For me, strangers are not frightening. I am not afraid to reveal myself, my secrets, my dreams to a total stranger. I do not have to wear a mask. I do not fear their judgment.
But family? Friends? Colleagues? The thought of them reading this blog is frankly, terrifying. The stuff of nightmares. I might as well waltz naked into the office.
It is a complete paradox to me, that a journal that might help my loved ones to understand me better, is something that I would rather share with strangers. It is a paradox, that wearing a mask is what I must do with those who are closest to me, to manage, at certain times, the turmoil that lies beneath.
____________________
Sunday, September 05, 2010
SOLDIER ON!
I had a great first half of this year, but a rough and tumble summer followed. I suffered a few fractures from an episode and a nasty, unnecessary, costly custody battle; but I am far from broken. On the contrary, I have come out of this stronger and wiser. My son, a real trooper, and I, closer than ever. I found this journal entry below, buried in my draft posts from last year, much resonates for me still:Stress Fractures (written in 2009)
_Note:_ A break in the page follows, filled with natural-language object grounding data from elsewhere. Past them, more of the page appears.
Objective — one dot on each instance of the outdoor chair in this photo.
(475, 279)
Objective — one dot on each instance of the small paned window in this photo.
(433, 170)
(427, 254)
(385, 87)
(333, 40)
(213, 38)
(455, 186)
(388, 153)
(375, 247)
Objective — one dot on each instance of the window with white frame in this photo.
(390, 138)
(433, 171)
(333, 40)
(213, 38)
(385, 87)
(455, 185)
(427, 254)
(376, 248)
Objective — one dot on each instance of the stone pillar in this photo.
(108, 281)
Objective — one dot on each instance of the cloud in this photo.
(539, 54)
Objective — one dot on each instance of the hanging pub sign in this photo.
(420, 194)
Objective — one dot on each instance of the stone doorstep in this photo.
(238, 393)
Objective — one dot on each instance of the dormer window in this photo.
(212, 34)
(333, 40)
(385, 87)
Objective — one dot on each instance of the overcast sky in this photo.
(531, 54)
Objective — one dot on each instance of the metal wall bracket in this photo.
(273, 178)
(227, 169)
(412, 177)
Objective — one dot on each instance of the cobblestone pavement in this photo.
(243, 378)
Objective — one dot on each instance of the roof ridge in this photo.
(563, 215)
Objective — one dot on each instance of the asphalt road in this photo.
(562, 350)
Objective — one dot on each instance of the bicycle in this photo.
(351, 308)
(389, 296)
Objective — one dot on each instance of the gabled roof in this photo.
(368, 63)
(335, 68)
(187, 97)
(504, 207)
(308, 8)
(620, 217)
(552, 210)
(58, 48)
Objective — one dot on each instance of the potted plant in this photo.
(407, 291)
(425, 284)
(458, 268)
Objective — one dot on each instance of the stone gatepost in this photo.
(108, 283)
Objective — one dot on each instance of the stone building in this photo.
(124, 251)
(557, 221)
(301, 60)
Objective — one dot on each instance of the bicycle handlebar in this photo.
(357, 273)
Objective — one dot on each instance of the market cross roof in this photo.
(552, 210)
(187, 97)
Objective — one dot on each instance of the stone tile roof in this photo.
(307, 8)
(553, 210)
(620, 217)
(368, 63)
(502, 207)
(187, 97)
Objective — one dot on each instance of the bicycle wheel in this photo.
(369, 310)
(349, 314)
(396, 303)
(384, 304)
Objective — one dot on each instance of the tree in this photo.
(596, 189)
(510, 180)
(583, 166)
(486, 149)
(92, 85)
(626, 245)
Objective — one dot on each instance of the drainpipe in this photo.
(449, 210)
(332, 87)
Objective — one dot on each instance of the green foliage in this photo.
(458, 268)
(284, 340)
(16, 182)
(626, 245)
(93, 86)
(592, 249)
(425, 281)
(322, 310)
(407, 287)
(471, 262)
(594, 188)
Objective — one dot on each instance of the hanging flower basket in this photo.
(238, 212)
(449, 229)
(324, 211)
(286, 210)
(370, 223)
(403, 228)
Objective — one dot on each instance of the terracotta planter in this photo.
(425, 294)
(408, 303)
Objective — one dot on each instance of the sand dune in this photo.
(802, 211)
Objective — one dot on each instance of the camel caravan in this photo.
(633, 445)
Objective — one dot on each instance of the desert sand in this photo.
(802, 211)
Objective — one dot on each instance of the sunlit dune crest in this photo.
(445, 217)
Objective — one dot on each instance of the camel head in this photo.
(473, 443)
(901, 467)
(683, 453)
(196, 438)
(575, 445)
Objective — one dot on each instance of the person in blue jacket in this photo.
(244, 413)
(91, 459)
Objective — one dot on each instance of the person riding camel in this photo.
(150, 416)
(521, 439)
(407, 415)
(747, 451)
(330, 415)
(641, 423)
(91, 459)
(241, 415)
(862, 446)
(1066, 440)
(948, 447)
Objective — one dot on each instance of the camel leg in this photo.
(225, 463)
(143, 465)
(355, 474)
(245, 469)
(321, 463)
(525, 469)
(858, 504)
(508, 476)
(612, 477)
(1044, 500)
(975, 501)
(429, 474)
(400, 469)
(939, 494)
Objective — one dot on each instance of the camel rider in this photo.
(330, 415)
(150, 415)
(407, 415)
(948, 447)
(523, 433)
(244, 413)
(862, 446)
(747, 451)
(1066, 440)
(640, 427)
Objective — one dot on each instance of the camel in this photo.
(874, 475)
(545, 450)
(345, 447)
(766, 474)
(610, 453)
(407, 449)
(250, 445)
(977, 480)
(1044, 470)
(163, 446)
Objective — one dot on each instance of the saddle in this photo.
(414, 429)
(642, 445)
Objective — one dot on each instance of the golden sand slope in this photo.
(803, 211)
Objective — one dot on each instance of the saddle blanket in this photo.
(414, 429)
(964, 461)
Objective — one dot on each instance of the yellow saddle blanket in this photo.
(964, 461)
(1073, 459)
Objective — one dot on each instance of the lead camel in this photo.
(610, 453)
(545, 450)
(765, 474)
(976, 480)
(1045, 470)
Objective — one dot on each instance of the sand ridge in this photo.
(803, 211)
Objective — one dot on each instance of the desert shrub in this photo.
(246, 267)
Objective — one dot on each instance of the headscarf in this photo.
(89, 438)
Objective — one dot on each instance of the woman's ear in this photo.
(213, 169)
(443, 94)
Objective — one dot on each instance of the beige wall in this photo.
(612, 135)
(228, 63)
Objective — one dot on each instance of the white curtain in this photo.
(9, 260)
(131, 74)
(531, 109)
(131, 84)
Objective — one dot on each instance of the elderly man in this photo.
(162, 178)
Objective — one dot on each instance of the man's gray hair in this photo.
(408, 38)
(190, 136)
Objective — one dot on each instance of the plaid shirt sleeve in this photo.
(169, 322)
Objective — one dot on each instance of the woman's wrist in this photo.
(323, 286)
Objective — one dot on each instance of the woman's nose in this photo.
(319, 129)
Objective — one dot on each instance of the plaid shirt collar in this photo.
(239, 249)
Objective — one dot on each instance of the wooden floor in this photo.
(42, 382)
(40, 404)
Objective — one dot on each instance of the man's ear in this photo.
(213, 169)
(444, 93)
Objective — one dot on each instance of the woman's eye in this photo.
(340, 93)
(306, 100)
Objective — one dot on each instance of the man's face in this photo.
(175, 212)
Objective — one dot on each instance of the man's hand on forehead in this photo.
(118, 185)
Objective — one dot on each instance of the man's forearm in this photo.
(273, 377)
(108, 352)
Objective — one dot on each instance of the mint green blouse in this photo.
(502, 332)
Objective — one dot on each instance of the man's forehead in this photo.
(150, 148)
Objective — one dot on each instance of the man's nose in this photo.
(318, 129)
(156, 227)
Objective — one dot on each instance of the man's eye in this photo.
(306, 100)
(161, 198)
Stress can do all kinds of things. It can warp perspective. It can create cracks in a friendship. It can distract and disrupt. A stress fracture can be so crippling to the point that you ask: Do I give up or give in?
Everyone is saying to me: Polarimibi, don't give up. Hang in there, you
will get through all this. You will come up on dry land.
I don't think I will give up, giving up is not a choice. Yet the reality is that I am in a whirlpool of enormous stress, and stress triggers all kinds of changes in the chemistry of my brain. Stress, however, can also motivate, and create a laser like focus that carries a person over the finish line.
I see what is happening in my brain as a blessing and a curse. Some parts of my brain are working very well -- on the left, I am finding words to connect and describe the complex happenings in my life. On the right, other parts of my brain are paralyzed, uncertain, and murky.
My sister-in-law told me that in Кыргызстан, in her culture, it is well known and accepted that in times of great stress, one side of the body shuts down, and the other takes over, and carries the full weight.
________________________________
Labels: soldiering on, stress management
Sunday, March 21, 2010
I am back. I am alive. I am breathing.
I survived. I am crossing. I am loving.
I am me, myself, and I.
I am writing poetry! I am doing very well.
How and why? Another blog post. Another day.
Today is a beautiful day. Always a day for poetry.
That is how I keep flowing, in darkness and in light.
Poetry is an outlet for the profound and the mundane.
Fascinating forum for understanding and misunderstanding.